Saat tirai malam mulai menutup langit, jalanan jadi gelap. Sesekali cahaya lampu dari rumah-rumah penduduk membikin jalanan terasa begitu terang, dan sesekali pula lampu jalanan yang temaram membantu penglihatan supir. Sisanya, hanya sorot lampu dari kendaraan lain saja yang menemani kami membelah trans-Kalimantan.
Di hening perjalanan, saya dikejutkan desahan seorang perempuan dari kursi belakang. Dua sejoli tampaknya sedang adu birahi di jok paling belakang, yang bersisian dengan tempat duduk saya. Saya sedikit memicingkan mata, mengintip apa yang terjadi. Jalan rusak dan bergelombang diiringi desah birahi tak berkesudahan. Semua penumpang diam tak bersuara, mungkin turut khusyuk mendengar rintihan kenikmatan tersebut.
Kalimantan—yang ditampilkan sebagai hutan belantara di brosur-brosur wisata—kian memantapkan diri dengan status rimba sawit raya. Nyaris tak ada petak tanah yang tak ditanami sawit. Betapa sawit telah menjadi tumbuhan nasional yang menghidupi (atau menyingkirkan—tergantung sudut pandang mana yang kita pakai) banyak orang.
“Anak saya kerja sawit semua. Yang pertama sudah punya 40 hektar, “ujar seorang penumpang yang lain, mengobrol dengan supir soal mana yang lebih menguntungkan, sawit atau karet. Saya mencuri dengar pembicaraan mereka dengan seksama.

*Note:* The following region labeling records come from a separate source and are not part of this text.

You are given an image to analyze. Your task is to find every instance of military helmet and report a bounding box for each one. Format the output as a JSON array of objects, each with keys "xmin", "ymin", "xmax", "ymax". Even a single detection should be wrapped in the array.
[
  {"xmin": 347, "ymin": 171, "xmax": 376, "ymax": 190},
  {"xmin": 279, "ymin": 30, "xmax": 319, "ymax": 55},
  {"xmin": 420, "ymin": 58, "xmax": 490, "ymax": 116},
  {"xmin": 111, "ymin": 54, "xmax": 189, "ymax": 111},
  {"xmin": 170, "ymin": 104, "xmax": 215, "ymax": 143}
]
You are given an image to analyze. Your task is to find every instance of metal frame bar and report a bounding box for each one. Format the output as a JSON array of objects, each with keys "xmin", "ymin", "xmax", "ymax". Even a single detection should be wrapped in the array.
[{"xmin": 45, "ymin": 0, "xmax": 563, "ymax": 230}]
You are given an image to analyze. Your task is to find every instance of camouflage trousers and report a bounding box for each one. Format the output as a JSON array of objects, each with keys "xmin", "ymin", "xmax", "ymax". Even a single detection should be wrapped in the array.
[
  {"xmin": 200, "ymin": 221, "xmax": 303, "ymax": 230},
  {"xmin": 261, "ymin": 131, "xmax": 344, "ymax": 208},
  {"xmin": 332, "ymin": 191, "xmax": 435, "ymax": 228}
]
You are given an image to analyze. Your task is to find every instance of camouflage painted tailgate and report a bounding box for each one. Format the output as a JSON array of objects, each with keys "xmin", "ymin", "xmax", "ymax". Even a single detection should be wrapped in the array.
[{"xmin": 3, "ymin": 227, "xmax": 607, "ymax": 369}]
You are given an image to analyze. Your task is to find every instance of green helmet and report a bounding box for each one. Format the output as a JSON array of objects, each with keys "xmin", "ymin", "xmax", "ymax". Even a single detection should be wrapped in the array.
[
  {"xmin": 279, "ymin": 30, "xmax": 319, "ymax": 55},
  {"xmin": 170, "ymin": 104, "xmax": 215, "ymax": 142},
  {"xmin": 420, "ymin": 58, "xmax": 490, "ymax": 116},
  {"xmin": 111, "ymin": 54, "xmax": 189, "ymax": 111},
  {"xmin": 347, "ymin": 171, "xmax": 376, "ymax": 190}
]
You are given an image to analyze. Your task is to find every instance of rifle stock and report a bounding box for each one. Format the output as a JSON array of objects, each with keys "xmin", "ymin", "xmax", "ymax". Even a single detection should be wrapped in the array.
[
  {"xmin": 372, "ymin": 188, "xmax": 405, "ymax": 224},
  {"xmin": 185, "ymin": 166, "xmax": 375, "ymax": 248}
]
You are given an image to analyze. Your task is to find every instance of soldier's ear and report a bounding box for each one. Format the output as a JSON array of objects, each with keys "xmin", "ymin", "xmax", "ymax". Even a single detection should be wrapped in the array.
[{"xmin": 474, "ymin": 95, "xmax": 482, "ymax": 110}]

Selang beberapa saat kemudian, barulah penampakan hutan rimba muncul di balik jendela. Saya akhirnya bisa melihat langsung pohon ulin yang tumbuh menjulang bak pencakar langit. Tapi, dari balik kedalaman hutan yang sama, saya mendengar bunyi lirih gergaji mesin yang menggema sampai ke ujung jalan.
Memasuki Berau, saya melihat koridor—sebutan tambang batu bara ilegal masyarakat—yang membabat habis hutan di kanan dan kiri jalan raya.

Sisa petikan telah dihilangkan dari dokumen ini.